= Choose Responsibility =

American non-profit organization

Choose Responsibility is a non-profit organization in the United States, that promotes public awareness of the dangers of excessive and reckless alcohol consumption by young adults. The main goal is to lower the minimum legal drinking age by educating the public. It was founded and is directed by Dr. John McCardell, Jr., president emeritus of Middlebury College.

==Purpose==
Choose Responsibility has examined many industrialized societies with drinking ages less than 21 but scientifically measured to have more responsible drinking habits than Americans. The organization believes that current drinking laws "infantilize" young adults and promote immature behaviors. Therefore, it promotes public policies that it believes would empower young adults age 18 to 20 to make mature decisions about the place of alcohol in their own lives. Choose Responsibility compares the results of current drinking laws to the failure of laws associated with Prohibition to maintain and enforce a reduction in alcohol use.

==Founder==
McCardell has a PhD in history from Harvard University, and attended Johns Hopkins University and Washington and Lee University. He has two adult children; he also received the Allan Nevins Prize from the Society of American Historians.

==Board==
Experts in several fields of research make up Choose Responsibility's board of directors.

==Projects==

The organization promotes its views through a program of research, publication, education, and related activities.
Choose Responsibility has proposed a comprehensive program that combines incentives and rewards for responsible behavior by young people, and punitive measures for irresponsible behavior (i.e. the carrot and stick approach). The organization promotes a multi-faceted approach that combines education, certification, and provisional licensing for 18- to 20-year-old high school graduates who choose to consume alcohol.

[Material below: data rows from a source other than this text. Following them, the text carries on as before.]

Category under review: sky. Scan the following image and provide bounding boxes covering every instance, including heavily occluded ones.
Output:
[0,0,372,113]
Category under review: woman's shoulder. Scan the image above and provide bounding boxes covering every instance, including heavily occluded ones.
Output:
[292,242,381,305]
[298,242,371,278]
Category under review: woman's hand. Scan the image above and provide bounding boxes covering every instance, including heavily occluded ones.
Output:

Choose Responsibility notes Vermont introduced a bipartisan bill in 2006, to attempt a program similar to that which Choose Responsibility advocates, but Vermont would lose federal highway funding if the measure were approved. The Amethyst Initiative, a project run by Choose Responsibility asks lawmakers "to consider whether the 10% highway fund 'incentive' encourages or inhibits [an informed and dispassionate] debate" Since the enactment of the National Minimum Drinking Age Act of 1984, most states allow for very few instances where someone under the age of 21 can possess or drink alcohol, and a pilot program such as what Vermont considered is not an exception that is provided for, under current federal law. The act is up for review next year.

In July 2008, McCardell and over 100 other college presidents launched the Amethyst Initiative, which calls for discussion and reconsideration of the drinking age. The project received major press coverage and both praise and criticism.